Metrics for performance analysis

Therefore, a blockchain application's performance is affected by similar factors to those affecting a traditional DBMS-based transaction processing application. First, we must constantly monitor the health of the hardware resources that are hosting the application components. For every machine that is running a peer or orderer or CA, we need to track basic health indicators, such as CPU usage, memory usage, disk I/O speeds, network bandwidth, latency, and jitter, and available storage space (this is not meant to be an exhaustive list). These factors, especially CPU usage for processing-heavy systems, determine whether the application is running at optimal performance levels.

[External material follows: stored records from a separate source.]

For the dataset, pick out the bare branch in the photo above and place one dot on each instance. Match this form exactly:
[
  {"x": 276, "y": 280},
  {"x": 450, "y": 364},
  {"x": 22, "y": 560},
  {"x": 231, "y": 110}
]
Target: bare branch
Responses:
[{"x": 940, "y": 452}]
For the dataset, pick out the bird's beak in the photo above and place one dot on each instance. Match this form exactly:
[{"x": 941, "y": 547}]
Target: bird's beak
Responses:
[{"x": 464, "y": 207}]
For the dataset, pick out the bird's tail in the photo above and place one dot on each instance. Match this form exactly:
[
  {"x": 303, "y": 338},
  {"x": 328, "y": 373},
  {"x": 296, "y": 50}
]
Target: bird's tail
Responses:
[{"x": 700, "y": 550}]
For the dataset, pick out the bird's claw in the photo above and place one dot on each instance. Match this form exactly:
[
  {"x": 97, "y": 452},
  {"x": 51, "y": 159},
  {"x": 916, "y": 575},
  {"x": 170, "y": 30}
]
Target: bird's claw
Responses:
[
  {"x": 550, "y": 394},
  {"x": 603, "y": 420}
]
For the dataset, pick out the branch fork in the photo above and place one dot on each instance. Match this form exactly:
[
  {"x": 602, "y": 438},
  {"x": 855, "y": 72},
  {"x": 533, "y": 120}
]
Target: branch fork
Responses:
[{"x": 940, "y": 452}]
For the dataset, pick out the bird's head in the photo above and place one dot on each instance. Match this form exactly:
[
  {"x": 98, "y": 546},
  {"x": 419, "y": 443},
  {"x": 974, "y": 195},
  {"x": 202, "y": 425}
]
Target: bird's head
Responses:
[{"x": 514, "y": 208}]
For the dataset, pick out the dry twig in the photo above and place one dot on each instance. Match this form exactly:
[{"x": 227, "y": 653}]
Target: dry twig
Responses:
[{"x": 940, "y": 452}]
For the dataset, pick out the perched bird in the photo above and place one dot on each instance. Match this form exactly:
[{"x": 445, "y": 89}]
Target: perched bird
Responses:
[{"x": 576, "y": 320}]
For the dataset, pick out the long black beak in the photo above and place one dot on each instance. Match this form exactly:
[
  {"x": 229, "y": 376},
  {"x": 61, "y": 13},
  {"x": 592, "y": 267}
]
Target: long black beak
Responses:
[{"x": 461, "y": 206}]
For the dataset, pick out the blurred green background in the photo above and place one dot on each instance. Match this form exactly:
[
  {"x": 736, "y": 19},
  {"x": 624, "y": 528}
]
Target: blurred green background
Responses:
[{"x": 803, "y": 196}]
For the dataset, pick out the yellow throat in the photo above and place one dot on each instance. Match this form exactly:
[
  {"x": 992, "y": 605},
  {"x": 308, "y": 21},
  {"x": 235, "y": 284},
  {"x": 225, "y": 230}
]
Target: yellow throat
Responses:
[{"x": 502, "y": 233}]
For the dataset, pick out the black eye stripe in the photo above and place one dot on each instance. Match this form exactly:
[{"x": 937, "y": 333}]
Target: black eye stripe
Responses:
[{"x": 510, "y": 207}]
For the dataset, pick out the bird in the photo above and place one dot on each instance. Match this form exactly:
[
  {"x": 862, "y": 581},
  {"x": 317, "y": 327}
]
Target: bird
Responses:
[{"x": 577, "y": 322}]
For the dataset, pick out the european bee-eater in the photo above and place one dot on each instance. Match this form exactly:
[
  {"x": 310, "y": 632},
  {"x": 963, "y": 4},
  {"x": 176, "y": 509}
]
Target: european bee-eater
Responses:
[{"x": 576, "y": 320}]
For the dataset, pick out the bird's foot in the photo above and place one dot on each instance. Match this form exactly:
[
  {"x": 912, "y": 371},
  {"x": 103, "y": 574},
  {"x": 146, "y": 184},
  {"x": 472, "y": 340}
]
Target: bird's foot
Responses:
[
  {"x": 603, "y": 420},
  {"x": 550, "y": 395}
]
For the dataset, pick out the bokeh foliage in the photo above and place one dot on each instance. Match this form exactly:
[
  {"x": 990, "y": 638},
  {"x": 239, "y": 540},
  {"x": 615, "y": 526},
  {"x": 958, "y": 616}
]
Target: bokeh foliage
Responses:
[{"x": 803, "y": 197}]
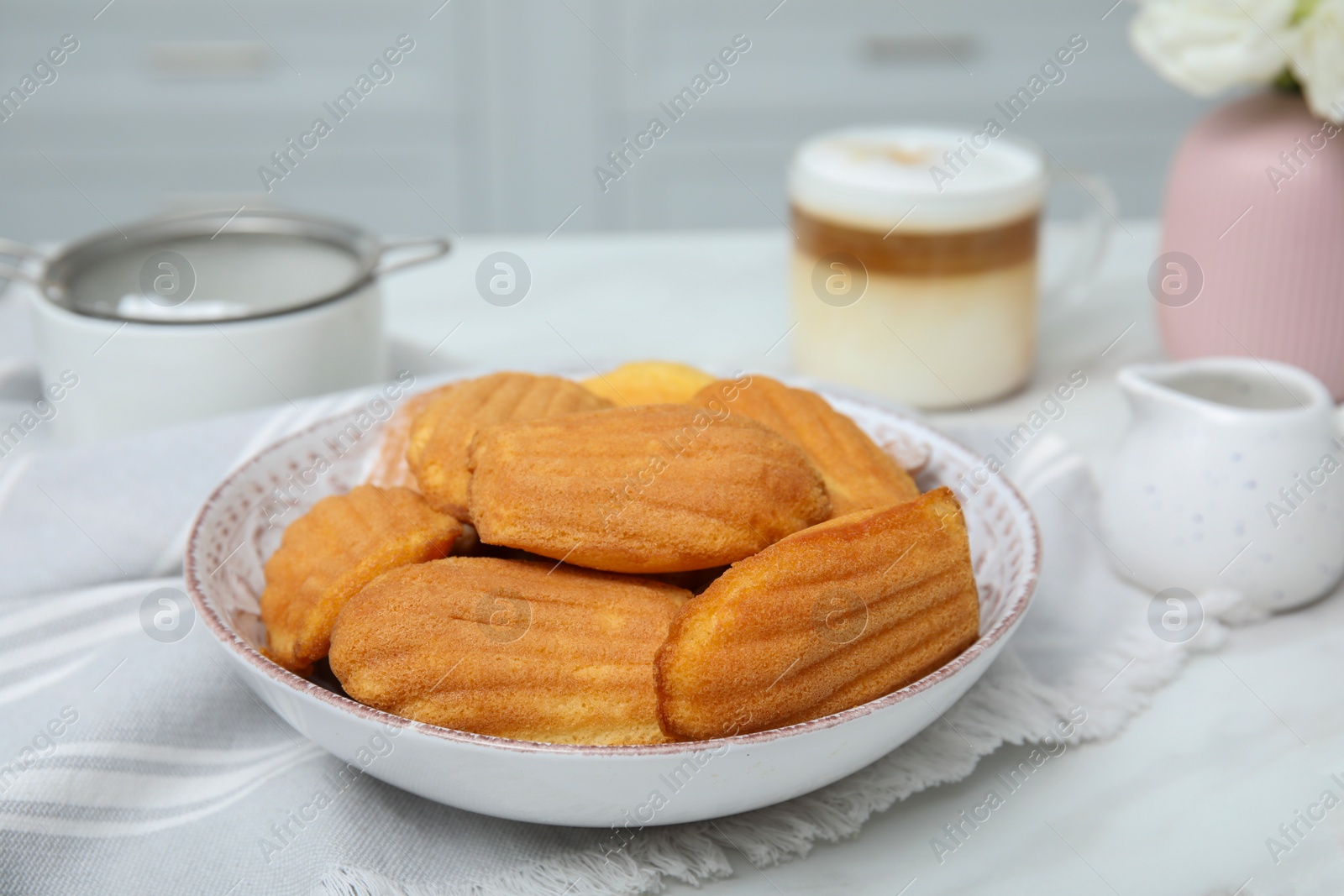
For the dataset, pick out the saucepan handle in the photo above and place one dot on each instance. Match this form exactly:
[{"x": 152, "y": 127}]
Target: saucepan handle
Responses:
[
  {"x": 433, "y": 248},
  {"x": 15, "y": 271}
]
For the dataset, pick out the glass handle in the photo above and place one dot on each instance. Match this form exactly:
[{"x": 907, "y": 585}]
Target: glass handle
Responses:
[{"x": 1095, "y": 230}]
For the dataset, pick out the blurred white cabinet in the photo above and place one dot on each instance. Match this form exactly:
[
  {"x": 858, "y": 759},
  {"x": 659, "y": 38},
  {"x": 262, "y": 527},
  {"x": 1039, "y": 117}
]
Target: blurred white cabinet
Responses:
[{"x": 499, "y": 116}]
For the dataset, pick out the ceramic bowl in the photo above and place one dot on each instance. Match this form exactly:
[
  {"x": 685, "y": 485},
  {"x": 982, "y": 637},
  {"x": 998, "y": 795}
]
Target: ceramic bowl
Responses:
[{"x": 568, "y": 785}]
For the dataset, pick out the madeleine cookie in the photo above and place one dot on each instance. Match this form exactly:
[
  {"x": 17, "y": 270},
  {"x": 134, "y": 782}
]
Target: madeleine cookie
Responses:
[
  {"x": 858, "y": 473},
  {"x": 333, "y": 551},
  {"x": 648, "y": 383},
  {"x": 822, "y": 621},
  {"x": 444, "y": 430},
  {"x": 510, "y": 647},
  {"x": 660, "y": 488}
]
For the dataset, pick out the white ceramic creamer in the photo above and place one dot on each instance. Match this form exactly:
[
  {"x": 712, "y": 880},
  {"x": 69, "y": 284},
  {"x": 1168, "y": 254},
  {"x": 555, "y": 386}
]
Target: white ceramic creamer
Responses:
[{"x": 1230, "y": 477}]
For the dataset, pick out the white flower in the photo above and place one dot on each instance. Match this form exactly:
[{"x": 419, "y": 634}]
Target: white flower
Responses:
[
  {"x": 1319, "y": 60},
  {"x": 1207, "y": 46}
]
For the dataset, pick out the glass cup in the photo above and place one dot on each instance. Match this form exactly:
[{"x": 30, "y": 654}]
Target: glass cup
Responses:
[{"x": 914, "y": 262}]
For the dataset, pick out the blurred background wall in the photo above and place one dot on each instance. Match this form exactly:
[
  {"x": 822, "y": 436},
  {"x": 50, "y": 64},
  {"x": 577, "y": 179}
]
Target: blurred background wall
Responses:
[{"x": 497, "y": 117}]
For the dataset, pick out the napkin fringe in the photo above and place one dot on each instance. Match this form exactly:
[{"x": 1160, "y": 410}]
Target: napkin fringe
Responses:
[{"x": 1008, "y": 707}]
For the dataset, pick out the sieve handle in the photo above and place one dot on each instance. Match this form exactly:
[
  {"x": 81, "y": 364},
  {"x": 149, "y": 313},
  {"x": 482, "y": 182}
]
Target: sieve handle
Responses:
[{"x": 434, "y": 248}]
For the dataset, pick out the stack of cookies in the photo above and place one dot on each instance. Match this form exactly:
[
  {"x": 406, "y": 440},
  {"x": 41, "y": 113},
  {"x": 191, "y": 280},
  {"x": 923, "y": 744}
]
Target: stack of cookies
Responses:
[{"x": 647, "y": 557}]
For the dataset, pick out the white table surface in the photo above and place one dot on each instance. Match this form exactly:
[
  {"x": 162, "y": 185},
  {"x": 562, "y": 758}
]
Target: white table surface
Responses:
[{"x": 1182, "y": 802}]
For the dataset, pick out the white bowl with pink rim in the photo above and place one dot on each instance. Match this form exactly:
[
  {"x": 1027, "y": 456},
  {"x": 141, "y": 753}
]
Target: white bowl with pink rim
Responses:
[{"x": 575, "y": 785}]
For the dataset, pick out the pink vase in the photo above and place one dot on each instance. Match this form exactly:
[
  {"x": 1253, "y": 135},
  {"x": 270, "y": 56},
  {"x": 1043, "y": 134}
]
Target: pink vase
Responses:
[{"x": 1253, "y": 239}]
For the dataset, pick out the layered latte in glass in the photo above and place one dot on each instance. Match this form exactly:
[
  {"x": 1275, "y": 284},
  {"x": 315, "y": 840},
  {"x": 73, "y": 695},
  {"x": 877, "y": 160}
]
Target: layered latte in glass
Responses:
[{"x": 914, "y": 262}]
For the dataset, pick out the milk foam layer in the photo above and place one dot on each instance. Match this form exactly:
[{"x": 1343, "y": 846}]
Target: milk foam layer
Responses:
[{"x": 877, "y": 177}]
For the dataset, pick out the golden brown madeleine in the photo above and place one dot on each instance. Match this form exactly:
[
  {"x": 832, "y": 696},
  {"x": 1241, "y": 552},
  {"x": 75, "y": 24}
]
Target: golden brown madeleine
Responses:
[
  {"x": 858, "y": 473},
  {"x": 648, "y": 383},
  {"x": 444, "y": 430},
  {"x": 335, "y": 550},
  {"x": 510, "y": 647},
  {"x": 390, "y": 466},
  {"x": 823, "y": 621},
  {"x": 660, "y": 488}
]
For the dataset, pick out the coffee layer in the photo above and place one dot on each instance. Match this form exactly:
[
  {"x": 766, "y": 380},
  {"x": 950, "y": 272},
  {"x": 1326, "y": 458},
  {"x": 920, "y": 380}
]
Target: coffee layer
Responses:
[{"x": 913, "y": 254}]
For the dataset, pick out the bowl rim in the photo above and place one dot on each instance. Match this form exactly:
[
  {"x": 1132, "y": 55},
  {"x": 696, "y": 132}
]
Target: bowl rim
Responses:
[{"x": 302, "y": 687}]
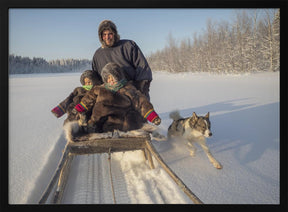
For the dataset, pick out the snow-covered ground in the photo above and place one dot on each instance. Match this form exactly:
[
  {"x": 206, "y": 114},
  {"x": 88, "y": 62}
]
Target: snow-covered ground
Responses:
[{"x": 244, "y": 113}]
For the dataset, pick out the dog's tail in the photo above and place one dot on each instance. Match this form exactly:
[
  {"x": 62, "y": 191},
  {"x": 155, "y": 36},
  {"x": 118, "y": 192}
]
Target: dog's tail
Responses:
[{"x": 175, "y": 115}]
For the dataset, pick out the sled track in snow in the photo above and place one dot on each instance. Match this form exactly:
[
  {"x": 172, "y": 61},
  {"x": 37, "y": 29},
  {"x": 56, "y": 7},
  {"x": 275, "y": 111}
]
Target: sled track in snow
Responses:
[{"x": 132, "y": 178}]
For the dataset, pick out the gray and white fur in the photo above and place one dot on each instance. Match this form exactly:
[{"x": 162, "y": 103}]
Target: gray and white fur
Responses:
[{"x": 194, "y": 129}]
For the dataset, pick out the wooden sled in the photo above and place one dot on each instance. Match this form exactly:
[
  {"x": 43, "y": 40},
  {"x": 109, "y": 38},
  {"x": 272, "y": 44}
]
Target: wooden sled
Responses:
[{"x": 116, "y": 141}]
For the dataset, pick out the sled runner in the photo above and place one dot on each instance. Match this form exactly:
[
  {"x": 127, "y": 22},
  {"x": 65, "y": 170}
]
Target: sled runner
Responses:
[{"x": 116, "y": 141}]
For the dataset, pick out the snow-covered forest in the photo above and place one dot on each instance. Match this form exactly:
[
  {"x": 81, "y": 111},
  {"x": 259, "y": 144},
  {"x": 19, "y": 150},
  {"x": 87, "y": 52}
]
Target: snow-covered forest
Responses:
[
  {"x": 250, "y": 42},
  {"x": 25, "y": 65}
]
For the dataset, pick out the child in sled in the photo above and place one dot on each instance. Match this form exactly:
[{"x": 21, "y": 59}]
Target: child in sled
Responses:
[
  {"x": 88, "y": 80},
  {"x": 116, "y": 104}
]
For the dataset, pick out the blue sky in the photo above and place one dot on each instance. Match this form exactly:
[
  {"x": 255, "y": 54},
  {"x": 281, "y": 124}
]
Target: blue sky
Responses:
[{"x": 73, "y": 33}]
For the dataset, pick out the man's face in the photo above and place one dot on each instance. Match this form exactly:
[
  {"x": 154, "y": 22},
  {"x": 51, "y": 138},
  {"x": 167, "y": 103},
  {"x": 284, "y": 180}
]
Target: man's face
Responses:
[{"x": 108, "y": 37}]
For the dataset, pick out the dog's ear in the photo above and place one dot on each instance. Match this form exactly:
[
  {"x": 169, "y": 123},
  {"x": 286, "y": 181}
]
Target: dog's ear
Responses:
[{"x": 194, "y": 116}]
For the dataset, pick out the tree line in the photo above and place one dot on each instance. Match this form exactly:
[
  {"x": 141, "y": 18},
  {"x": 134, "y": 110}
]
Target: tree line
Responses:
[
  {"x": 25, "y": 65},
  {"x": 250, "y": 43}
]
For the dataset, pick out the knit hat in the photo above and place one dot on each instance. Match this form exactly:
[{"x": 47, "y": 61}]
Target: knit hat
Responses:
[
  {"x": 90, "y": 75},
  {"x": 107, "y": 25},
  {"x": 112, "y": 69}
]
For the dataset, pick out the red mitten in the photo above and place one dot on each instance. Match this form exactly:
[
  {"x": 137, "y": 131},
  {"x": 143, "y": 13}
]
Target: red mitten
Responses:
[
  {"x": 58, "y": 111},
  {"x": 81, "y": 107},
  {"x": 152, "y": 116}
]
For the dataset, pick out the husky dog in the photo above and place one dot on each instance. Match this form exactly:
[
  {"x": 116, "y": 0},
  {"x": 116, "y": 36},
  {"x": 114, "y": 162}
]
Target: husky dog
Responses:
[{"x": 193, "y": 129}]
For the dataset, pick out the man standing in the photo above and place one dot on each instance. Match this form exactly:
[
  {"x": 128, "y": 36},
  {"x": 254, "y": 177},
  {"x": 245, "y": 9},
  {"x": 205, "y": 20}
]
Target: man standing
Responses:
[{"x": 125, "y": 53}]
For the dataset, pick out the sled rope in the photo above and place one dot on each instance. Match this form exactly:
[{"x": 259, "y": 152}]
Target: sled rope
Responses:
[{"x": 110, "y": 173}]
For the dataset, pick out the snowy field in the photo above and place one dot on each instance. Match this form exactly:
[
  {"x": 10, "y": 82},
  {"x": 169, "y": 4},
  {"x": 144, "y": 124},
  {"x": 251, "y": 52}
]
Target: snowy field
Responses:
[{"x": 244, "y": 113}]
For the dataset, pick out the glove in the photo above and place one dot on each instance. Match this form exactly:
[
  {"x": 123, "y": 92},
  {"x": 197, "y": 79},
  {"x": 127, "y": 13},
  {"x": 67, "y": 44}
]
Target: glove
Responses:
[
  {"x": 74, "y": 111},
  {"x": 157, "y": 121},
  {"x": 58, "y": 111},
  {"x": 80, "y": 107}
]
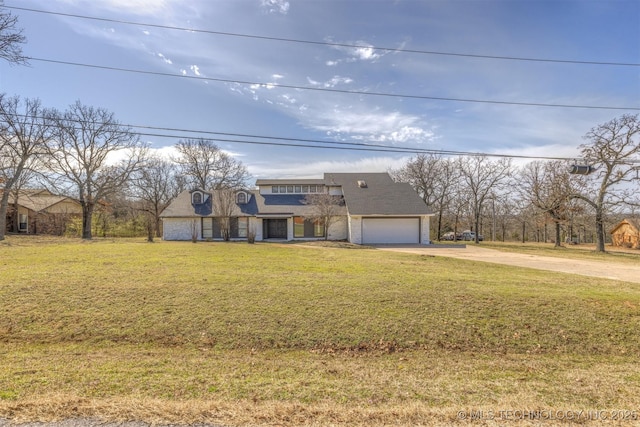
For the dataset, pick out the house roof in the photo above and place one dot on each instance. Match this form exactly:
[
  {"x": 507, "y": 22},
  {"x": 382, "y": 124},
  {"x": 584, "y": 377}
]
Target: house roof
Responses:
[
  {"x": 181, "y": 207},
  {"x": 266, "y": 182},
  {"x": 366, "y": 194},
  {"x": 634, "y": 222},
  {"x": 39, "y": 200},
  {"x": 372, "y": 194},
  {"x": 259, "y": 204}
]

As we have seen in this book, a Fabric network can be started in a variety of configurations, from a single dedicated machine (physical or virtual) for each peer and orderer to a single-machine setup running each component in an isolated docker container (like our trade network setup in this book). In the latter case, you will need to monitor the health of not only the machines but also each container. Also remember that each Fabric chaincode instance always runs in a docker container rather than on a dedicated machine. Plus, when it comes to understanding (or profiling) applications, the CPU, memory, and I/O usage of application components are of the most relevance. We will look at some tools to measure container and application performance later in this section.

Moving from the external factors to the application itself, the performance of a Fabric application (just like any other transaction processing application) is defined by two characteristic metrics:

  • Throughput: This is the number of transactions per unit time that your system can yield. As Fabric is a loosely coupled system and a transaction has multiple stages (see Chapter 5Exposing Network Assets and Transactions, for examples in our trade scenario), we can measure throughputs for the different stages. But the overall throughput, from the time a client constructs a transaction proposal for endorsement up to the time when an event indicating ledger commitment is received, provides the best overall picture of how your application performs. On the other hand, if we want to measure just the orderer throughput, we would need to collect statistics just for the part where the client sends an endorsed transaction envelope to the orderer and gets back a response.
  • Latency: As most Fabric applications will ultimately be user-facing, it's not just the processing capacity or volume that will matter in a real-world scenario but also how long each transaction takes. As in the case of throughput, we can measure different latencies—chaincode execution and endorsement, ordering and block creation, transaction validation and ledger commitment, and even event publishing and subscription. We can also measure inter-component communication latency in an effort to understand the limitations of the communication infrastructure.

There are other important things to measure, such as the time taken to synchronize ledger states across peers (using the gossip protocol), but from a transaction processing perspective, the preceding two metrics are of prime importance. When we measure these factors, we get an understanding of how the overall application is performing, and also its constituent parts such as the ESCC and VSCC in a peer and the Kafka service in an orderer.